As Samsung wants to avoid any further incidents, the company is now working with carriers in the US on a software update which will allow users to tell if their Galaxy Note 7 device is safe for use. The update will show a green battery indicator on the new units, while the battery indicator will remain white on all affected units. In order to get all affected users to return their units to Samsung, a warning which urges users to power down and stop using their device will pop up on the device. This warning will be shown whenever the device is turned on or put to charge. Before Samsung issued the worldwide recall, more than 2.5 million Galaxy Note 7 devices were sold worldwide, with one million units having been sold in the US itself. Unfortunately, it has been reported that less than 15% of those one million units have been exchanged or returned by users.
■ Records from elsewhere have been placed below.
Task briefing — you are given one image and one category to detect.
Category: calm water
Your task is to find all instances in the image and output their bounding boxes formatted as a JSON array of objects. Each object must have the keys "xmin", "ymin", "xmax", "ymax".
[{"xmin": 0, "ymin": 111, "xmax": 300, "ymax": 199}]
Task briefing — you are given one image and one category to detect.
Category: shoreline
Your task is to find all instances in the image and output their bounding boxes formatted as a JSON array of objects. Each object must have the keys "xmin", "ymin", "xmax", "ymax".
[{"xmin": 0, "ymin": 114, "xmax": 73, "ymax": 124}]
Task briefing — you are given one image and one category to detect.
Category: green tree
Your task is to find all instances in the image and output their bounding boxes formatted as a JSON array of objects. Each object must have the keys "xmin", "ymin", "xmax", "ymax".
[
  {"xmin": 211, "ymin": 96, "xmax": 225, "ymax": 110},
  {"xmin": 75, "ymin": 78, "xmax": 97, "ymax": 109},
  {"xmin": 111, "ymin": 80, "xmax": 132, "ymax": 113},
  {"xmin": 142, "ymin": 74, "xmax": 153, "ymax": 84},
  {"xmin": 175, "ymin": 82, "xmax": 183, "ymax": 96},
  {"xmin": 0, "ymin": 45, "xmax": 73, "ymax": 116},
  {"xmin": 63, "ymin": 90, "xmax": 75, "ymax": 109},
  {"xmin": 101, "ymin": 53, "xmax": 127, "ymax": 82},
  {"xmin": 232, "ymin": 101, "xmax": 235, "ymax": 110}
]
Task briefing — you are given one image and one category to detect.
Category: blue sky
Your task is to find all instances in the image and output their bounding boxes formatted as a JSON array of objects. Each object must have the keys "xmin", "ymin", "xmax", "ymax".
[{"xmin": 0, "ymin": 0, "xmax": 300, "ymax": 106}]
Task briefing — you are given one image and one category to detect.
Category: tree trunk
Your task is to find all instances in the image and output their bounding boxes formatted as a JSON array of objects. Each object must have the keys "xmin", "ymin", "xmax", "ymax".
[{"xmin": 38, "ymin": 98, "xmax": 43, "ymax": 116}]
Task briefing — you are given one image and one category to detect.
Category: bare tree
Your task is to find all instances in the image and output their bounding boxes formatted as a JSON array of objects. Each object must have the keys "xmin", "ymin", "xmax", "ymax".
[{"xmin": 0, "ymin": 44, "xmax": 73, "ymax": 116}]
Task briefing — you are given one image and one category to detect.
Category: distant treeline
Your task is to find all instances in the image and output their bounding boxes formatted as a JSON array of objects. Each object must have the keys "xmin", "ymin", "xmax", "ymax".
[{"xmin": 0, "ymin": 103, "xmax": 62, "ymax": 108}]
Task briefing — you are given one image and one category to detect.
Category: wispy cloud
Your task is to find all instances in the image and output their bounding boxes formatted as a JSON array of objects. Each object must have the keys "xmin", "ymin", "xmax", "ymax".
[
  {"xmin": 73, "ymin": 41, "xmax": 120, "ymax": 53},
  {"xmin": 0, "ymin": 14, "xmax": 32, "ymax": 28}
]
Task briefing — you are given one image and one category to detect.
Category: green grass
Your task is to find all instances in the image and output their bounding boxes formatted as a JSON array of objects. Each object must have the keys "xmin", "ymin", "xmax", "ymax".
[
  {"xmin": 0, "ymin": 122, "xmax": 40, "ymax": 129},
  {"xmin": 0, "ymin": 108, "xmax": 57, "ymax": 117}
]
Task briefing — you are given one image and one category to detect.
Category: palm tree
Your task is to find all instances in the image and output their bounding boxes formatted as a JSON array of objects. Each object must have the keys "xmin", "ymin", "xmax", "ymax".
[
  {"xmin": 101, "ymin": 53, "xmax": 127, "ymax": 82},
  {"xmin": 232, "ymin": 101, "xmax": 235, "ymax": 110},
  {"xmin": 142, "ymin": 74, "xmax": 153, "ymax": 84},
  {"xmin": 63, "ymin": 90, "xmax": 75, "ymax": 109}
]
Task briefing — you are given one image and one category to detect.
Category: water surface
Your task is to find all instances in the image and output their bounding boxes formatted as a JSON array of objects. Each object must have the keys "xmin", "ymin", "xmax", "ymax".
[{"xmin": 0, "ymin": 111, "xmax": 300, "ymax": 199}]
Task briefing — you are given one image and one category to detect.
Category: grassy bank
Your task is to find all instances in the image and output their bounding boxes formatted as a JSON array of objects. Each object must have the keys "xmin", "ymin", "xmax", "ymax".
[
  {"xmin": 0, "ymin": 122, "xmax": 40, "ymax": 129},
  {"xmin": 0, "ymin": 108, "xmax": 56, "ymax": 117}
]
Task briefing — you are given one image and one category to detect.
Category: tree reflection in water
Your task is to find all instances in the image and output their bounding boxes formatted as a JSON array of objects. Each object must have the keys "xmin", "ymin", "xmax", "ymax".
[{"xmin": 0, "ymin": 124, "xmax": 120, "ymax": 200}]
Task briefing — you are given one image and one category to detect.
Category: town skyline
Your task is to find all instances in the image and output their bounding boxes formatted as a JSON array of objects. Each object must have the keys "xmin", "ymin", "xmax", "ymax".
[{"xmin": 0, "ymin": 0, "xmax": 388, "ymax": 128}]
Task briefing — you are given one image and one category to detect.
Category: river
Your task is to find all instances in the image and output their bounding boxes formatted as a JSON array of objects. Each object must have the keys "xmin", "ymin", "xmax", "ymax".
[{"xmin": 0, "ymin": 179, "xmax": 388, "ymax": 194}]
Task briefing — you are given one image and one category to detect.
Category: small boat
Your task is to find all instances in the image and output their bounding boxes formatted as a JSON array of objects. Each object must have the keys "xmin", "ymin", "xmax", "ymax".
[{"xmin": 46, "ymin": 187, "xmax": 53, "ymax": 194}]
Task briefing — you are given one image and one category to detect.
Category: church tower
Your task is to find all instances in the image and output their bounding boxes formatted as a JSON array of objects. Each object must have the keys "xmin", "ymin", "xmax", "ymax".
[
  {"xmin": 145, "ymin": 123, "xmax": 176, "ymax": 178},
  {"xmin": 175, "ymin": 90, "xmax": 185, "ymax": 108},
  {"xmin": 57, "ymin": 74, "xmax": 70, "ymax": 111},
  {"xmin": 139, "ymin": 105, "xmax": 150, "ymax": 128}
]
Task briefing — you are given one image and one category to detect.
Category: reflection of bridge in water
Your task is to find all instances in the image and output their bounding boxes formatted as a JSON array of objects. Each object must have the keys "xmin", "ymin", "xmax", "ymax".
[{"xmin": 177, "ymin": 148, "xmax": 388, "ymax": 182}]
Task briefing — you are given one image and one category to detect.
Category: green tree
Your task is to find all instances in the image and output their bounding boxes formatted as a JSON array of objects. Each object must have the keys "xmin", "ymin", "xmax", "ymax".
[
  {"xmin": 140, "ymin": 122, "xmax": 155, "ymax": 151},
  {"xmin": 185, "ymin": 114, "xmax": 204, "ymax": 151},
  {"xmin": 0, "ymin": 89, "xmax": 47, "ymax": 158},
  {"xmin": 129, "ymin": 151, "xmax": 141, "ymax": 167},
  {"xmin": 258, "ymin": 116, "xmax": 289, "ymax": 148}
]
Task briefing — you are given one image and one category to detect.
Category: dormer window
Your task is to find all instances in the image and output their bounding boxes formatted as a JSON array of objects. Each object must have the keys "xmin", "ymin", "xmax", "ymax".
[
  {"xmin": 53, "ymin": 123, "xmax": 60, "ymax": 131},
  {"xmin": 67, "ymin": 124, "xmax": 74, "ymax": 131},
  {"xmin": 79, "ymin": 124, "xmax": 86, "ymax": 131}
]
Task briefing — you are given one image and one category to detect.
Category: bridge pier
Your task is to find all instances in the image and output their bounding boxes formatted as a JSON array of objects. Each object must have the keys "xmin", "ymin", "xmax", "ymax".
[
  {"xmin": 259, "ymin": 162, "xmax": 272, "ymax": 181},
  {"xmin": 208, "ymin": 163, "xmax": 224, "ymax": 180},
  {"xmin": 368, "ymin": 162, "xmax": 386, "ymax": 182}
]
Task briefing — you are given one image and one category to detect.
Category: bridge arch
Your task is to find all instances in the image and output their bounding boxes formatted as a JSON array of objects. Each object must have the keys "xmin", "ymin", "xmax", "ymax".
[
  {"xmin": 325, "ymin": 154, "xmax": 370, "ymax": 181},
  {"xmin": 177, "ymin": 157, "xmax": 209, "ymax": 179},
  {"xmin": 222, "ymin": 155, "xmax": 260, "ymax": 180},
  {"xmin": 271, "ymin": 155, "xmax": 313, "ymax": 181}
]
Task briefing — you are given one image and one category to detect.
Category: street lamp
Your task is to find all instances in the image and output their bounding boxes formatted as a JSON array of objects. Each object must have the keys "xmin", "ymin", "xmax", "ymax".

If you own an affected Galaxy Note 7, do return your device to your point of purchase, be it Samsung, a retailer, or a carrier, and get an exchange as soon as possible, to avoid any incidents which may cause bodily injuries or damage to property. As for those currently returning their devices for an exchange, Samsung plans to move 500,000 unaffected units to retailers and carriers by this Wednesday. The Galaxy Note 7 exchange program has also been kicked off in other parts of the world, including Samsung's home country of South Korea, where the program is slated to end on September 26th.